Two stories in this issue stand out immediately: “Good for You” by Lauren Spohrer and “The Man Who Killed Sun Moon” by Adam Johnson. Spohrer’s story concerns an unhappy woman who writes a note to a local newsman, Cliff Conway, and then goes to see him. He invites her to lunch, but then is not in his in office on the agreed upon date. The woman enters his office regardless, and then answers a phone call from his wife. Later, the newsman contacts her because his wife is concerned that he stood up the unhappy woman. She is invited over for dinner, and I don’t want to spoil the rest, except to say that the end is quite funny and quite sad.
Adam Johnson’s story, an excerpt from his recent novel, The Orphan Master’s Song, is about the daily life of a man who is presumably an interrogator in North Korea. Johnson’s story attempts to personalize and humanize a society that is not usually given an individual identity (though recent works like Barbara Demick’s Nothing to Envy have also been changing that).
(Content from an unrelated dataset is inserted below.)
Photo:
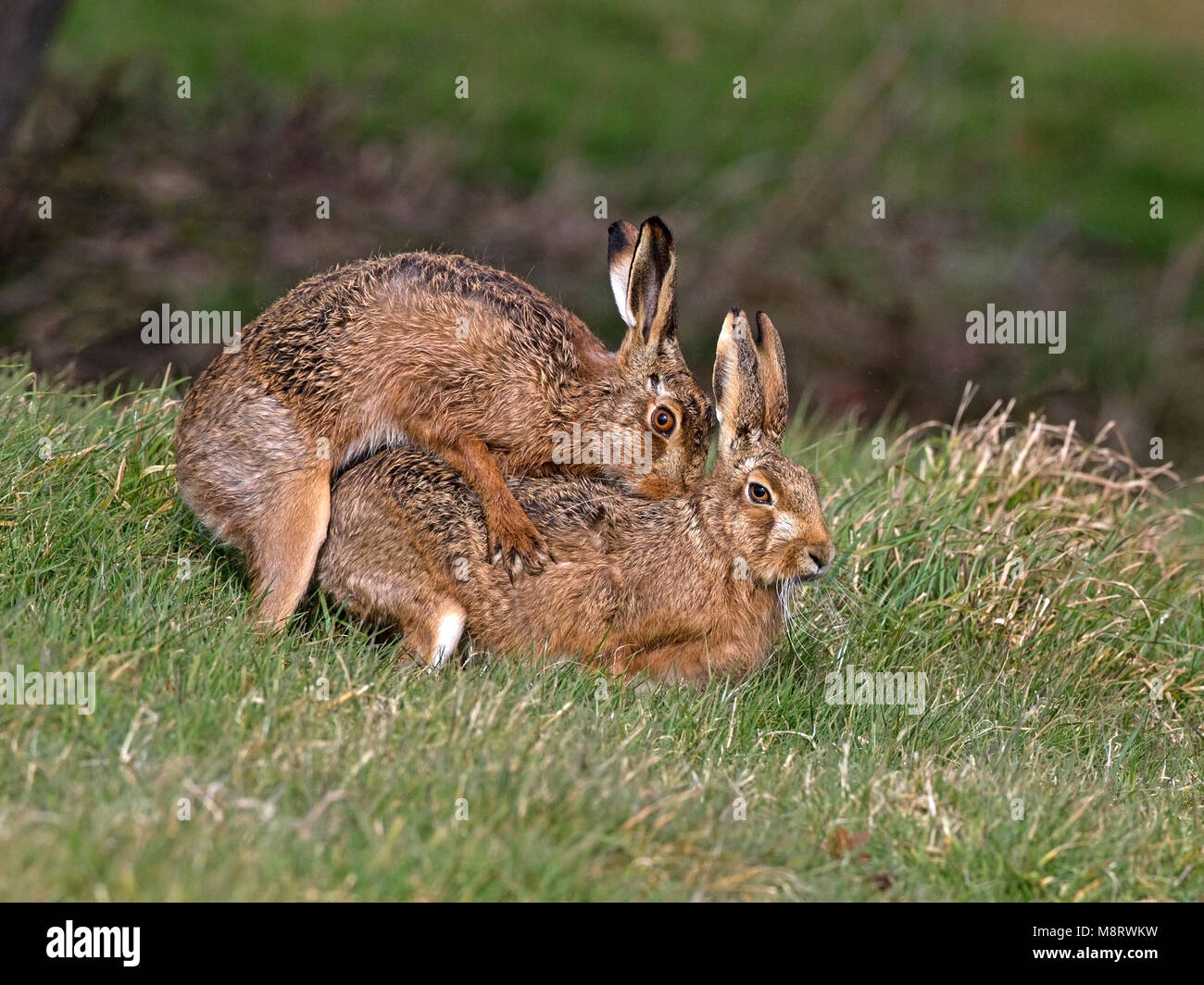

Perhaps the most notable poem in the journal is Bob Hicok’s “Statistics in a Classless Society.” The poem starts with seemingly nonsensical statistics like: “Two ninths of seven-eighths of the three quarters / of everyone dreams of the prissy overthrow / of the government by standard poodles,” but, by the end of the poem, concludes with the forceful: “One percent of the people / own thirty-four point six percent / of the wealth. You can’t make this shit up.” Such moves—from the dreamy, to the punch in the face—are endemic to this journal, and part of what makes much of the writing in it so effective.
An interesting series of prose poems by Michael Garriga runs throughout Faultline. Each piece presents a different time period, but all seem to deal with duels. The duels range from dueling pistols to dueling versions of the story of a scalping to dueling cars racing on a dirt road in the middle of nowhere. Garriga’s tales offer different points of view on recurring events, and the lack of overlap in the details never fails to surprise the reader.
Faultine also features artwork from David Hernandez, Scrappers, Ann Ploeger, Jacob Heustis, and Leah Ruby. My favorite is a large tan square by Heustis that features a slightly off-centered mouth (lips, teeth and tongue only—no face) locked in a scream. Next to the image, writing, as if from a child: “I’m having so much fun.” The picture’s simultaneous sense of sarcasm and playfulness makes it quite alluring. It contributes to the unsettling feeling that arises when reading many of the well-crafted pieces in this journal.
Faultline is a unique journal with an unpredictable sensibility—a sensibility well-honed in both humor and the macabre.